A research study carried out by an international team comprising Dr. Shigeki Onoda from the Condensed Matter Theory Lab at the RIKEN Advanced Science Institute, Dr. Yixi Su from the Jülich Center for Neutron Science JCNS-FRM II at Forschungszentrum Jülich and Dr. Lieh-Jeng Chang belonging to the Japan Atomic Energy Agency and Physics Department of the National Cheng Kung University has yielded nominal evidence of Higgs transition of monopoles of electron spins in a magnet, Yb2Ti2O7 at an absolute temperature of 0.21 K.
"Neutron-scattering intensity map at 0.3 K (Copyright: Riken)
Left: Experimental result on Yb2Ti2O7.; Middle: Theoretical results based on the quantum spin ice model; Right: A map for conventional magnets slightly above a magnetic transition temperature"

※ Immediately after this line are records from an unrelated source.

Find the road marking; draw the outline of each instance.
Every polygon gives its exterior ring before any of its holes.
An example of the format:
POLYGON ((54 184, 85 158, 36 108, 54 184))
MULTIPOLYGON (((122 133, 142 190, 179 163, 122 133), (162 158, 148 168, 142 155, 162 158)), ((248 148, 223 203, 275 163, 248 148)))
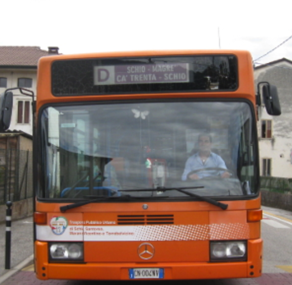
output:
POLYGON ((292 273, 292 266, 291 265, 278 265, 276 267, 280 269, 282 269, 282 270, 285 270, 287 272, 289 272, 289 273, 292 273))
POLYGON ((287 218, 285 218, 284 217, 282 217, 281 216, 278 216, 277 215, 275 215, 275 214, 273 214, 272 213, 269 213, 269 212, 267 212, 265 211, 263 211, 263 214, 265 216, 267 216, 267 217, 272 217, 273 218, 274 218, 276 220, 278 220, 279 221, 281 221, 281 222, 284 222, 285 223, 286 223, 289 225, 290 225, 291 226, 292 226, 292 220, 288 219, 287 218))
POLYGON ((274 220, 262 220, 262 221, 265 224, 269 225, 269 226, 272 226, 274 228, 282 228, 282 229, 290 229, 290 227, 288 226, 286 226, 284 225, 283 224, 281 224, 277 221, 275 221, 274 220))

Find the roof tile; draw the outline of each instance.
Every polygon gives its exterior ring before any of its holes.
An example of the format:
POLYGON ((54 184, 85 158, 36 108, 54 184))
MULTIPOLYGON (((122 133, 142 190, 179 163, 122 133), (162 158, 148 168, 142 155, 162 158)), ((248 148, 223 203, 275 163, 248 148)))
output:
POLYGON ((49 52, 38 46, 0 46, 0 66, 37 66, 49 52))

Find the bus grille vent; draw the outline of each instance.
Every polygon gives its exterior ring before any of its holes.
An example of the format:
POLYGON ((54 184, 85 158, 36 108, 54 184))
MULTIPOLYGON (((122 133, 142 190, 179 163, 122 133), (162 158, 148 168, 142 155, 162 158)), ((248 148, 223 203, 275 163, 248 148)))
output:
POLYGON ((118 215, 118 225, 170 225, 174 215, 118 215))

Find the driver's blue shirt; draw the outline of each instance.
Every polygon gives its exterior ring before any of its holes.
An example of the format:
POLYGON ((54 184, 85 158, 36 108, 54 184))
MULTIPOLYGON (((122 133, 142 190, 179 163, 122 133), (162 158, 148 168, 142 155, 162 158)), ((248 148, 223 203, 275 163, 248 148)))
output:
MULTIPOLYGON (((190 172, 207 167, 219 167, 227 169, 224 160, 219 155, 211 152, 210 156, 206 159, 205 163, 203 163, 200 158, 199 153, 197 152, 190 156, 186 161, 184 171, 182 176, 182 180, 186 180, 187 175, 190 172)), ((208 176, 219 175, 223 172, 224 171, 218 170, 202 170, 196 173, 196 174, 201 178, 208 176)))

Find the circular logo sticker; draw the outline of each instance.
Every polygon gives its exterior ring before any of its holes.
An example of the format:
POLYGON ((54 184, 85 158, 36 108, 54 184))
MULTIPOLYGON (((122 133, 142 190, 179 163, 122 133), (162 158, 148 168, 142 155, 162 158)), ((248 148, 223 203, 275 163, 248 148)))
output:
POLYGON ((54 216, 51 219, 50 226, 55 235, 62 235, 68 225, 67 219, 63 216, 54 216))

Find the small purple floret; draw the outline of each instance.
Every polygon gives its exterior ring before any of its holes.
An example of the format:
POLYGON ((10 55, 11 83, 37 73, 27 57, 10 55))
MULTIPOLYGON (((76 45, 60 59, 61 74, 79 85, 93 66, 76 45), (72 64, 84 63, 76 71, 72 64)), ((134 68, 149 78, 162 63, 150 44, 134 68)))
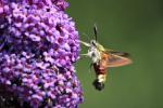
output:
POLYGON ((0 0, 0 107, 76 108, 83 90, 65 0, 0 0))

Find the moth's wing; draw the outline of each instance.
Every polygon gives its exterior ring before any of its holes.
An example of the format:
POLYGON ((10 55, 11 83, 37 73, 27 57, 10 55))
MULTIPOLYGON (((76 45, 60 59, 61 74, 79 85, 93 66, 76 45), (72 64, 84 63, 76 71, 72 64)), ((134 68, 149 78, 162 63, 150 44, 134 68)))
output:
POLYGON ((123 57, 116 54, 109 54, 108 67, 120 67, 129 65, 131 60, 127 57, 123 57))
POLYGON ((79 41, 82 44, 84 44, 84 45, 86 45, 86 46, 90 46, 90 44, 89 43, 87 43, 87 42, 84 42, 84 41, 79 41))
POLYGON ((123 57, 129 57, 129 53, 126 52, 116 52, 116 51, 110 51, 109 54, 117 55, 117 56, 123 56, 123 57))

Most magnetic materials are made up of electrons acting as tiny magnets labeled as spins by virtue of their rotation akin to that of the earth. Cooling leads to the formation of a magnetic order of the spins wherein the spin monopoles are restricted to each other. However, magnetic materials such as spin ice do not form a magnetic order on cooling and exhibit behavior that indicates fractionalization of the monopoles while they are still unstable. As opposed to this, Dr. Onoda and team developed a theoretical model in the period 2010 to 2012 named as quantum spin ice corresponding to magnetic materials Yb2Ti2O7 and Pr2Zr2O7 in which the monopoles achieved a magnetic order by means of Bose-Einstein condensation. The team wanted to establish that cooling would cause the transition of the quantum spin ice magnet from an unstable state of fractionalized monopoles to the state of condensed monopoles. For their experiment, the team irradiated a single crystal of Yb2Ti2O7 with a neutron beam with aligned neutron spins. By studying the pattern of intensity of the neutron scattering by the electron spin, they were able to determine the electron spin configuration. A measure of the electron spin correlation at a temperature of 0.3 K demonstrated the correctness of the quantum spin ice model. At a temperature below 0.21 K, the scattering pattern indicated the loss of neutron spin polarization and formation of magnetic order thereby establishing the transition into a ferromagnetic state. This state is important in achieving control of magnets for various applications.